I always ask for Cindy. She is the best representative of any office. She’s pleasant. Informed, probably more so then she can ever let on. She has seen many walk through the door, some for the last time. She carries on with the same attitude and smile. She has a job to do. She knows me by name of course. I can tell when she picks up the phone that this is not the best of times for small talk.

“I’ll get back to you. There is a backlog.” She’s being polite but I know when to hang up.

Now you wait. You draw but can’t fire. Okay. Patience.

As with most things in life, the true triumph and tragedy comes from the fact that no matter what happens in your personal space, the world continues to rotate. It’s nothing personal. Just a reality.

I am at work - a place where it is easy to forget the joys and sadness of the real world. Your call, good or bad.

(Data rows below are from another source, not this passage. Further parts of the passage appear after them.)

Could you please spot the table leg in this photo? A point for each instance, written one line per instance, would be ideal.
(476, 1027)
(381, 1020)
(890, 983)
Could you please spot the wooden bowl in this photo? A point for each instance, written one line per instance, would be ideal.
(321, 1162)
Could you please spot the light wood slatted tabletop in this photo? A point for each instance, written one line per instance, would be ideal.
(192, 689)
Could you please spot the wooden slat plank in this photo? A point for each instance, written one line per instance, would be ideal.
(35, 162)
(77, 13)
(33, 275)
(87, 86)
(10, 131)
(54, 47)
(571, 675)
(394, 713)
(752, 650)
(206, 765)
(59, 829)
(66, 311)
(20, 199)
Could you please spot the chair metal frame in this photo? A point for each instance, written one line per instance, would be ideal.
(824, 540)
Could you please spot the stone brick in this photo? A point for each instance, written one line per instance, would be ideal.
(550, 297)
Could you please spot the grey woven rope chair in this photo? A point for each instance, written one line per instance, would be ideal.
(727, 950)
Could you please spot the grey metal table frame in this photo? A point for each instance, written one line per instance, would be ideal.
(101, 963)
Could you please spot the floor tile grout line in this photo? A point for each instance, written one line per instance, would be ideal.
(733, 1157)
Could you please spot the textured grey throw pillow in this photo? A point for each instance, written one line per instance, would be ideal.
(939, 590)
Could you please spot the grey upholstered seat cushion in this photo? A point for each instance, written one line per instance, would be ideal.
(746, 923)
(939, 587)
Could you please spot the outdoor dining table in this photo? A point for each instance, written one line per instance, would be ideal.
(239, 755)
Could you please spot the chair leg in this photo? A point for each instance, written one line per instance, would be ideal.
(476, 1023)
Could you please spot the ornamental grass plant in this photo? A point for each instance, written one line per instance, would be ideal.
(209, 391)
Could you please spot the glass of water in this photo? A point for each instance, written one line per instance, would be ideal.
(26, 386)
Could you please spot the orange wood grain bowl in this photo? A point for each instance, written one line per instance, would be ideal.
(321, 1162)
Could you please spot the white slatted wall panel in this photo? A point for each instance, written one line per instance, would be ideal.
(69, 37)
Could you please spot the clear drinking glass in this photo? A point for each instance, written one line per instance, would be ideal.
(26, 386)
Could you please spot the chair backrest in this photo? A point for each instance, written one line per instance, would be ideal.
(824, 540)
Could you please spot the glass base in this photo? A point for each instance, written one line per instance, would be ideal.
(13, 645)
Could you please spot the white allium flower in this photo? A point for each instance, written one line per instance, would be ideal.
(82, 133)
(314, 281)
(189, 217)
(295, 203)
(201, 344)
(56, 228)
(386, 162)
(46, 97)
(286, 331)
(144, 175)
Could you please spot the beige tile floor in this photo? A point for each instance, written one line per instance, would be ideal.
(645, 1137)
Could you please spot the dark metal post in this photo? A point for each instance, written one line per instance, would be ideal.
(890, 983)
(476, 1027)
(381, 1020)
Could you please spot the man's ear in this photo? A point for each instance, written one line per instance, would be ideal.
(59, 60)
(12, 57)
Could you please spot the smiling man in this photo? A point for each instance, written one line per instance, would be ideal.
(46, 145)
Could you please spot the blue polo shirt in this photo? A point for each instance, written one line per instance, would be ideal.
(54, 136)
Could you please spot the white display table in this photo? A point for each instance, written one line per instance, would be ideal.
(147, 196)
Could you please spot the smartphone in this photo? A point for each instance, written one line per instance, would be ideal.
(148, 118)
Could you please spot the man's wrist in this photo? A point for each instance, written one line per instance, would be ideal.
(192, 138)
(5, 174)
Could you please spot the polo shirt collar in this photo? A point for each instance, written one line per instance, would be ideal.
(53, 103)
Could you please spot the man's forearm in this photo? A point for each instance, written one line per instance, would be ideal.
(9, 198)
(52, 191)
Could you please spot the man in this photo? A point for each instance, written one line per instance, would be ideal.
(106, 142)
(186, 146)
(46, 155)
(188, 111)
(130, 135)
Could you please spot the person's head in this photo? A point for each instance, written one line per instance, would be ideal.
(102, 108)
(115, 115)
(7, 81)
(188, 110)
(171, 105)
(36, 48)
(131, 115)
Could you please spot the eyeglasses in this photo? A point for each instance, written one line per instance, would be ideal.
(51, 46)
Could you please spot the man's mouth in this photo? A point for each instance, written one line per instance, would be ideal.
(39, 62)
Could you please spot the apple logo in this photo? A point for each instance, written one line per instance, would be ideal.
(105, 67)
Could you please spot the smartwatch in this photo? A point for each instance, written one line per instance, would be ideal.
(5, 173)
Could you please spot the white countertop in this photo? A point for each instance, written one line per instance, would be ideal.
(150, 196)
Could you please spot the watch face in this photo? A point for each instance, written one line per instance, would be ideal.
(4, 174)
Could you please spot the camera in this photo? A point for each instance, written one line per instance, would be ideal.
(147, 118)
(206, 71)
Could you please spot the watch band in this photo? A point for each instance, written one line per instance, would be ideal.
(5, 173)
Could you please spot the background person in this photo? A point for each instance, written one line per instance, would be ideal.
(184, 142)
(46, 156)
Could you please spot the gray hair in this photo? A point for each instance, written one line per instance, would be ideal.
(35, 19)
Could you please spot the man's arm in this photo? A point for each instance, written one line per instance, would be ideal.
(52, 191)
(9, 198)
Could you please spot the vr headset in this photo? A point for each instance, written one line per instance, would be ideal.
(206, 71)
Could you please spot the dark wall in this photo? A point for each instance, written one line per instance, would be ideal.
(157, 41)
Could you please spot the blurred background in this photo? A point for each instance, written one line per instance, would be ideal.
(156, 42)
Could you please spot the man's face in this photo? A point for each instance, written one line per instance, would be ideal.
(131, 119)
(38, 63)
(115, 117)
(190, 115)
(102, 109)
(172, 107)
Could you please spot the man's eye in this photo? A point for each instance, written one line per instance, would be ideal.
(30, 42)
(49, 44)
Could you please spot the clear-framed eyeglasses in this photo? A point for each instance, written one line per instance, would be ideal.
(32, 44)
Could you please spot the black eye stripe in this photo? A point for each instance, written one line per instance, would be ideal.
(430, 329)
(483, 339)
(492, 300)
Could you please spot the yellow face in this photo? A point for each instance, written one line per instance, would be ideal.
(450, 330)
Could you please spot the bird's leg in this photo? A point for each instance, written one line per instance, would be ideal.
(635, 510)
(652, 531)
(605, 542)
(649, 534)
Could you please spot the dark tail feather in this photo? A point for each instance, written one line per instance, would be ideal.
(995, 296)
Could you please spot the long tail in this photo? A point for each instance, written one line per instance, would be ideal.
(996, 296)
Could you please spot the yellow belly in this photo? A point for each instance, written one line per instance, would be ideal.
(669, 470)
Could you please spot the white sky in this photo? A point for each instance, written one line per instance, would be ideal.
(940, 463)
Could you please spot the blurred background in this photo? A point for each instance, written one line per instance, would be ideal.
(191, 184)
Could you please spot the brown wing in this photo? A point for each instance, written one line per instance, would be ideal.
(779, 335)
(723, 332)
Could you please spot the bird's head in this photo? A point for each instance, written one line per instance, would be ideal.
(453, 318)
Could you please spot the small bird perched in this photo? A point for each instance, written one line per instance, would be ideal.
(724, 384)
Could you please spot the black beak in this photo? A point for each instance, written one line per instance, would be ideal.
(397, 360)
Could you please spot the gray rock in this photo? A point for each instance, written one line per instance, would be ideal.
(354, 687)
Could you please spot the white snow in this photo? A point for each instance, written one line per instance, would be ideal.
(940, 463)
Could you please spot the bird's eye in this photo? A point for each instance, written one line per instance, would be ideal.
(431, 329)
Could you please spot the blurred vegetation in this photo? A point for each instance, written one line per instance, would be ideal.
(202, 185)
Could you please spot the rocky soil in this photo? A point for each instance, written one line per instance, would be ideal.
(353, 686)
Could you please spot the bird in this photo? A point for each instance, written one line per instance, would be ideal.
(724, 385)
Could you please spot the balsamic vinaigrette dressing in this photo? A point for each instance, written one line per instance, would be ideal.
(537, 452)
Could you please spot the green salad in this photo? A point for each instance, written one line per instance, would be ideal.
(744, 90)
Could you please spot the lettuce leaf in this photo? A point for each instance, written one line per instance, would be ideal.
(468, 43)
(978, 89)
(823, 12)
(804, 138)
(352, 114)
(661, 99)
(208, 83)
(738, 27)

The task at hand was one of my favorites – lunch. Per usual, I didn’t realize my personal cell was flopping along my desk. Very few contact me this way. The small font is glowing NEW VOICEMAIL.

It is Cindy.

“Joe, looking at your chart you are now going to a yearly scan. Next one is in June.”

There is a pause that ensues like when answering machines ruled the landscape. They knew you were home and waited for you to pick up as you launched yourself over Scooby slippers to grab the reciever.

I can hear a smile. I know that’s not possible but I can.

“Have yourself a great Christmas, Joe.”

It is a long moment before I press 9 to save the message. It was subtle. No fanfare. No angels singing. No champagne to be poured. It just is.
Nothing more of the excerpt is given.